Actually, I'd argue it was re-elected by people who had had an utter gutful of mindless left-wing activists who have been boring us senseless for far too long.

If so, a fair proportion of that group by now must have graduated from a ‘critical’ education.
Sure did - and it seems they pretty critically spotted a bunch of complete tossers almost immediately (if Hauptmann Editor's previous comment was anything to go by).

What does it mean for us and our ability to create a questioning, critical generation.
Oh dear - you're absolutely right! They weren't supposed to question you, were they!
Three years before, Howard had headlined the non-existent children overboard, he had put race firmly on the agenda as an election issue and cynically manipulated the desperation and poverty of our Pacific neighbours. What does it mean for us and our ability to create a questioning, critical, ethical citizenry that that kind of deception is rewarded?
The citizenry most certainly punished 'deception', Oberleutnant Editor. They well and truly rejected the deceptions pedalled by people like you.
Howard declared public education had no values and in the same sentence declared that institution too ‘politically correct'.
Well, I think we only have to read that editorial to recognise that he might be onto something.
We went to war in Iraq after the weapons inspectors told us there were no WMDs. . .
Hmmm - now he really needs to take a dose of his own 'critical' pill, I think. I guess I might have missed something, but I was pretty sure they were shrieking for more time; that they didn't know (apart from inspectors such as Richard Butler, who were certain they were there)? Or has that already been put through the now Patented 'Lefthistorymanglermatic' (along with Stalin et. al., who've finally popped out as right wingers)?
We knew the truth about Iraq before the election. Did our former students just not care?
Nope - they just didn't swallow your incessant caterwauling.
We knew before the election that ‘children overboard’ was a crock, but, as it was yesterday’s news, did they not care about that either?
Nope - they just spotted the fact that it was your crock.
Do they care about the detention centres. . .
What, you mean the ones that Gerry Hand and a Labor government first set up (remember)?
. . .or the sheer greed that drives our relations with East Timor and fits the recurring pattern of, ‘if we can screw somebody, then we should screw them’?
To which Gareth Evans (Labor) could well attest when he first signed the deals with the Indonesians to screw the Timorese completely.

Are we getting the drift here, Obersturmfuhrer Editor?
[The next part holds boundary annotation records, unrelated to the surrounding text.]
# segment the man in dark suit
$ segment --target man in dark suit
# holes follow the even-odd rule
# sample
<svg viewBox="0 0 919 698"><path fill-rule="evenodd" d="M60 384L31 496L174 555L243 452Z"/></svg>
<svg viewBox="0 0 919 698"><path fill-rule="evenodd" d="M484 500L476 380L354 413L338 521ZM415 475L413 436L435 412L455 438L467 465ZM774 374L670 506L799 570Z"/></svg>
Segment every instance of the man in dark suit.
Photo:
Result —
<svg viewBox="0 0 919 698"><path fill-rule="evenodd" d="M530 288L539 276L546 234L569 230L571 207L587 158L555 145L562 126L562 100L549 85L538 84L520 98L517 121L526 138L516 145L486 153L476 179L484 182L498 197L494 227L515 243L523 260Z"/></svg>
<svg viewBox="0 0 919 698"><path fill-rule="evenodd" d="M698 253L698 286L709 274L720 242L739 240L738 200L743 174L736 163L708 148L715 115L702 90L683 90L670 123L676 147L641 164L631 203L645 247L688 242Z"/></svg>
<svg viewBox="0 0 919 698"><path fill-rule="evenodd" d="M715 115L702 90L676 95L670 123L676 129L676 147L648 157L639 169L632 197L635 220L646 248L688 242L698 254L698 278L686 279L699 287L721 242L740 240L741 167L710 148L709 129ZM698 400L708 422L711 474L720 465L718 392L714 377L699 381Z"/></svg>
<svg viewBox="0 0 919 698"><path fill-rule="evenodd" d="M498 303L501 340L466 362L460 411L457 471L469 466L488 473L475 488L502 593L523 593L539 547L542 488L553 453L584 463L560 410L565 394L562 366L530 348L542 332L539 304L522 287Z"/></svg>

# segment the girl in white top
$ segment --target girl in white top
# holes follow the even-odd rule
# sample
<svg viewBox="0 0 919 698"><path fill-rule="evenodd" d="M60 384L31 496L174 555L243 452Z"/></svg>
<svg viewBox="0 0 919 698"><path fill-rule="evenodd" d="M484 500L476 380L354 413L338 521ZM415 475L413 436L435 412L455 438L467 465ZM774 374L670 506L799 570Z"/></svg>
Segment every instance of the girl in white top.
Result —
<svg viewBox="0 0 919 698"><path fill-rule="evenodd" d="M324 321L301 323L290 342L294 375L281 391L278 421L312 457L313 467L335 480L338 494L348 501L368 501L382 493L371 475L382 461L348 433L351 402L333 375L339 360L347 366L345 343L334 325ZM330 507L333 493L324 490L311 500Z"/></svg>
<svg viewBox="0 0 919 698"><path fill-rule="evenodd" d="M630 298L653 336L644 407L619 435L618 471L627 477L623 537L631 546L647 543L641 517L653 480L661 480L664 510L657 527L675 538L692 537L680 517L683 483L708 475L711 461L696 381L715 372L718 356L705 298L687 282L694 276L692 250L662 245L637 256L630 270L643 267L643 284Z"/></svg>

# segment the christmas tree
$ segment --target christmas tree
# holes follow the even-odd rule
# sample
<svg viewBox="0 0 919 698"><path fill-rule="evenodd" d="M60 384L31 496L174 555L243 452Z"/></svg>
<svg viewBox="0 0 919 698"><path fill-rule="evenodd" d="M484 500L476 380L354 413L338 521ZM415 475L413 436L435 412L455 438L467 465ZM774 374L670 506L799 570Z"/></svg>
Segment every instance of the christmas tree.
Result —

Maybe it's just as simple as them being able to recognise a bunch of breathtaking hypocrites when they see them?

So what's the solution? Here we go. . .
If education is to mean anything, it has to manifest its success somehow. Is it doing so in our national culture at the moment? We are the only area of the curriculum that has all the students. We should be making a difference in the face of an apparent lack of any sense that there could even be such a thing as social good. Does a critical literacy need to become more direct and deliberate in its ethics and its critical stance? . . . Does this mean becoming smarter in representing ourselves? Does it mean having to have a deliberate and conscious ethical and critical agenda? Does critical literacy need to turn from concern with nineteenth century artefacts and the class/gendered nature of fairytales to become more overt about the texts of the here and now? Will we see a day when the potential values enacted through the study of English are made manifest?
Read that again, if you didn't get the underlying premise, which, of course, is all code for: 'Something has gone balls-up with our leftist indoctrination.' And the entire, underlying thread of what he is saying? Why, getting rid of the 'critical thinking' part altogether, of course!

That all said, maybe I'm being a little too harsh on these guys. I mean, if these kids have been able to see through this trash - this forest of hypocrisy, this torrent of relentless propaganda - quite so effectively, then maybe these characters haven't done such a bad job after all?

It sure looks like they have every intention of fixing that!